Family Member and Former Chair of Directors
Jan Sunman is one of the original members of Making Families Count and, until recently, was the Chair of Directors. She frequently presents at our webinars. Jan started her professional career as a social worker specialising in supporting children with mental health needs and their families. Since then, she has volunteered, campaigned and worked in the field of learning disability for 38 years.
Jan is currently working with Stephen Habgood and Susan Willgoss, who is the Lived Experience Influencer in the National Suicide Prevention Alliance, on a joint project with Autism Oxford and Making Families Count on Autism Suicide Prevention with Surrey County Council.

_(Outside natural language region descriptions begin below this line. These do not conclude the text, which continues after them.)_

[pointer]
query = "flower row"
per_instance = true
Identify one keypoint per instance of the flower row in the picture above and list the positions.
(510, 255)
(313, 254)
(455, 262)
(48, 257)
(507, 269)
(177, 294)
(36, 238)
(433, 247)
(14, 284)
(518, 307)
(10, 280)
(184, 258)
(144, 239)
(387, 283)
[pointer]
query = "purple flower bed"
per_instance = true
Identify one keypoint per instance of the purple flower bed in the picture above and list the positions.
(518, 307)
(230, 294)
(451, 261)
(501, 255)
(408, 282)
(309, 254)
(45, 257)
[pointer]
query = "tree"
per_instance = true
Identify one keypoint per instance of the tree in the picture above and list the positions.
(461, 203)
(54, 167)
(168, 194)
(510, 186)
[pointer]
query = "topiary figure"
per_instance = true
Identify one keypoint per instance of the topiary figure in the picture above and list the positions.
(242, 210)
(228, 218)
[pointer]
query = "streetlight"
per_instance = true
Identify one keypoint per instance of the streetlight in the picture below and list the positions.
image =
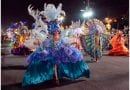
(88, 13)
(61, 18)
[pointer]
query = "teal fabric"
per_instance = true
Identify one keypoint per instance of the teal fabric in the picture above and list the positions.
(41, 71)
(73, 70)
(38, 72)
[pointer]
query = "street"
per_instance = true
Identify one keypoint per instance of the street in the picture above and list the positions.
(111, 73)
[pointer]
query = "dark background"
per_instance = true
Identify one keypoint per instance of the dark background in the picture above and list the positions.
(16, 10)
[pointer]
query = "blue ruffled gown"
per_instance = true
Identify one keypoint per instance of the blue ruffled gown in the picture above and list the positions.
(69, 61)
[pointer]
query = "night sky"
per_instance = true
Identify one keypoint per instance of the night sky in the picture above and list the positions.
(16, 10)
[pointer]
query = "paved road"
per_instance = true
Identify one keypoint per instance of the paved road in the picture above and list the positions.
(112, 73)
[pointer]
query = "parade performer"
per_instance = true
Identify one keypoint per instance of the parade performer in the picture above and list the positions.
(17, 34)
(54, 57)
(94, 39)
(118, 45)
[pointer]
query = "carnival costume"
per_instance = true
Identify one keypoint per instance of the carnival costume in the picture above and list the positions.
(69, 60)
(95, 39)
(118, 45)
(16, 32)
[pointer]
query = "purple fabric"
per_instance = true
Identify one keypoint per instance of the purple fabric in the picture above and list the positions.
(59, 54)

Previously, she campaigned against cuts to short break services for disabled children and their families and spearheaded the foundation of the Chiltern Centre as a charity providing respite care to serve disabled children in South Oxfordshire. The Chiltern Centre continues to support many local families.
Jan also worked for Royal Mencap Society as a regional development officer and won a Mencap National Partnership Working Award in that role. Later, she helped develop Oxfordshire Family Support Network (OxFSN), a local charity for families supporting relatives with learning disabilities. In addition, she was a member of the Transforming Care Programme Board in Oxfordshire.
She has taken part in training for reviewers for the Learning Disability Mortality Review process.
In the past, Jan has served as a trustee for two national charities, The Royal Mencap Society and NOFAS, a charity dedicated to supporting people affected by Foetal Alcohol Spectrum Disorders.
Jan’s personal experience of the loss of her eldest daughter, Katy, who was disabled and who died prematurely at the age of 25 from sepsis, has made her very aware of the issues families face when a loved one dies in complex and traumatic circumstances. She has worked with a number of families of disabled relatives facing traumatic loss.
She has two other children, her daughter Laura is a children’s nurse and her son, Matthew – a steam train addict – has severe learning disabilities and autism.